Then there’s Tony over by the dried up pond. He’s a body builder of some kind, or was. Ruckus runs up and bounces in tandem with his push-up cadence, barking with each push as if cheering him on. Faint techno music can be heard from somewhere behind him as he counts each rep in an exhale. He does that for about five minutes and then he disappears for a while, only to come back for a set of jumping jacks. I usually can’t watch Tony for too long as just the thought of working out gets me out of breath.
I call for Ruckus and he runs back to me with his tongue hanging out. I love seeing him this happy. It makes my day every single time. I want him to stay that way so I lead him away from the old rundown bathroom where Creepy Joe leans up against the side wall. I’m not certain what it is about Creepy Joe that triggers Ruckus, but I suppose even ghosts have an aura that only dogs can really sense.
We finally reach our spot and plop down next to Linda. She’s a twenty-something that wears a thick coat that she grabs onto for dear life despite the weather being near perfect. She stares out at the park and doesn’t do or say anything, just watches, which is fine by me. Ruckus lays down in between us, but nuzzles into Linda’s see-through thigh like he always does. I unwind the extension cord from the outlet in the hillside. Ruckus doesn’t resist, he knows what to do at this point. It’s our routine. After he puts his head down to rest between his paws, the trap door opens up on the back of his neck. I plug him in and lay back to close my own eyes.

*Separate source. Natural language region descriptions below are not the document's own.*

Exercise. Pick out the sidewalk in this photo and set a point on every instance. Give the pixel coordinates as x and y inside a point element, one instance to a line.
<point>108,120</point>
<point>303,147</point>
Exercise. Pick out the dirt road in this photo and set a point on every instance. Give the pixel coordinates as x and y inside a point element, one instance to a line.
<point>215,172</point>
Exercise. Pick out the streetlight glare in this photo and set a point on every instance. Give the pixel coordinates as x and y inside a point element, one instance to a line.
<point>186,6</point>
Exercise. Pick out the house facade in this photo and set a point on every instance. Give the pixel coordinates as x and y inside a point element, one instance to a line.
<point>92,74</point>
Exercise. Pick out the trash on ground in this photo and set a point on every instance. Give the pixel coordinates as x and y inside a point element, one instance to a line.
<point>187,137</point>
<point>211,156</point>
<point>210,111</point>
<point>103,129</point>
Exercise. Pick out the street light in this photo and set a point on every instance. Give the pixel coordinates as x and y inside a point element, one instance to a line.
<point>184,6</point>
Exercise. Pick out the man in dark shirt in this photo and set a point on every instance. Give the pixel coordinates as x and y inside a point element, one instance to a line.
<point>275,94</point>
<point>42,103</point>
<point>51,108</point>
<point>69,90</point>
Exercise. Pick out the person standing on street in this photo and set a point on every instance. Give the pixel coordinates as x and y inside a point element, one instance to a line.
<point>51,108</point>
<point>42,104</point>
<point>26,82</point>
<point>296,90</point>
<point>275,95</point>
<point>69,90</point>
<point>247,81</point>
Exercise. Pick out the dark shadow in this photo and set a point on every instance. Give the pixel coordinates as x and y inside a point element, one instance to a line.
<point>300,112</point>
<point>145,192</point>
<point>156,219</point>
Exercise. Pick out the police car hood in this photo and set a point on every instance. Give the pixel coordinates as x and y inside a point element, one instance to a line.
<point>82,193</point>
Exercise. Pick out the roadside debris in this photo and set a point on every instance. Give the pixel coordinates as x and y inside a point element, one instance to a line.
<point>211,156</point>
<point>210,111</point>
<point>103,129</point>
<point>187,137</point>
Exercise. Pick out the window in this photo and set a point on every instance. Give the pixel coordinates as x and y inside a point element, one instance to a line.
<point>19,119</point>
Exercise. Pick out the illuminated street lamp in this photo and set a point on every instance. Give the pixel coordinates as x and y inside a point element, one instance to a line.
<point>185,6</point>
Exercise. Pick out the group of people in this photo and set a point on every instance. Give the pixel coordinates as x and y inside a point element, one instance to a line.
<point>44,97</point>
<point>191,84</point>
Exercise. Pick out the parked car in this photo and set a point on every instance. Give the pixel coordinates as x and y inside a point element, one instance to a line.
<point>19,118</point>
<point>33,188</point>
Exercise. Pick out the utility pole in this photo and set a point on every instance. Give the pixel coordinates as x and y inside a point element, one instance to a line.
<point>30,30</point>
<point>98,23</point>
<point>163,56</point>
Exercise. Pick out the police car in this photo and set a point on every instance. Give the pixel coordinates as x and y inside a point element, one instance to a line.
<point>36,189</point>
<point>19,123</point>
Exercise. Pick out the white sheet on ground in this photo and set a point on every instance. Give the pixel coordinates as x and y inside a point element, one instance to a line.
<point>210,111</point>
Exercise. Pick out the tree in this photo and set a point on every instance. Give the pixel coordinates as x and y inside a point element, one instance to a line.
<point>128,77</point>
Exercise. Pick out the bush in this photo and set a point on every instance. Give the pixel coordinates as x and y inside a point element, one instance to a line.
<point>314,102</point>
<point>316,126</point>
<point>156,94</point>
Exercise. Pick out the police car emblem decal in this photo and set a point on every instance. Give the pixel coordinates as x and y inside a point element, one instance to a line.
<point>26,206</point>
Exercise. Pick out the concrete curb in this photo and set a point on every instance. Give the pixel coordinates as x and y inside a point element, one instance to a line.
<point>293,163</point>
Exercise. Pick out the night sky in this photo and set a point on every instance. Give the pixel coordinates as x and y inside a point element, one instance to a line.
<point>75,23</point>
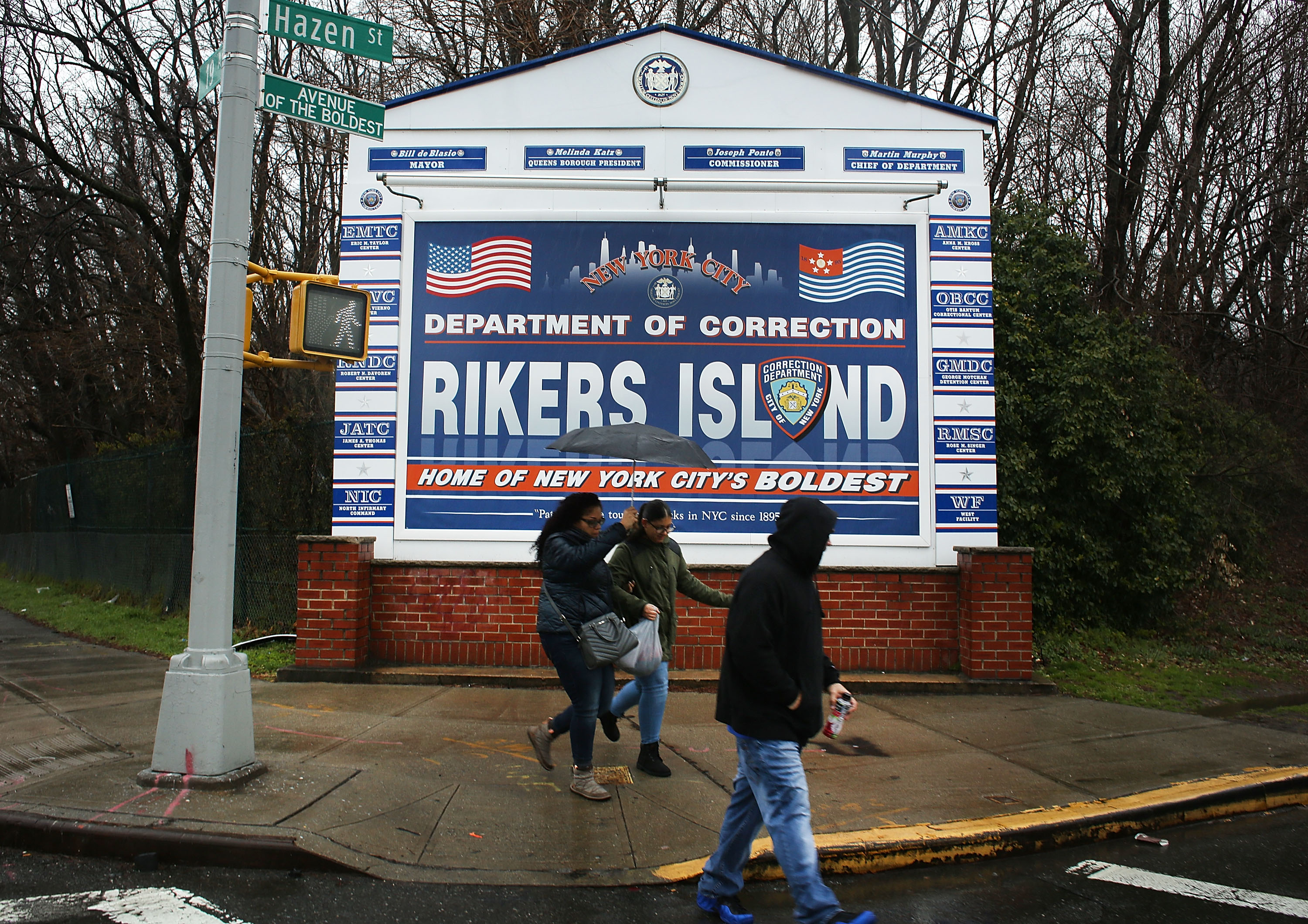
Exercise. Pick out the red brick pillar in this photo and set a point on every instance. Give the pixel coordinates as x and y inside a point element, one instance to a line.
<point>334,601</point>
<point>995,612</point>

I’m not sure how much time passes, but a voice stirs me, a woman’s. I sit up half expecting Linda to be looking at me, warning me of something straight out of the afterlife. But she’s still staring out with her blank expression, fading in and out.
“Hey, are you real?” the voice comes again.
I twist to find a woman with greying hair tied back in a bun. She steps toward me but I can’t make out her face for the scarf swaddling her neck overtop a bluish-grey coat. She tugs at her coat lapels nervously as she speaks again and I feel like I know this woman.
“I just want to know if you’re real or not?” she asks.
I stealthily unplug Ruckus just in case she becomes a threat of some kind, even though I don’t get that impression. It’ll take him a few moments to boot up anyway, so I respond, feeling kind of awkward.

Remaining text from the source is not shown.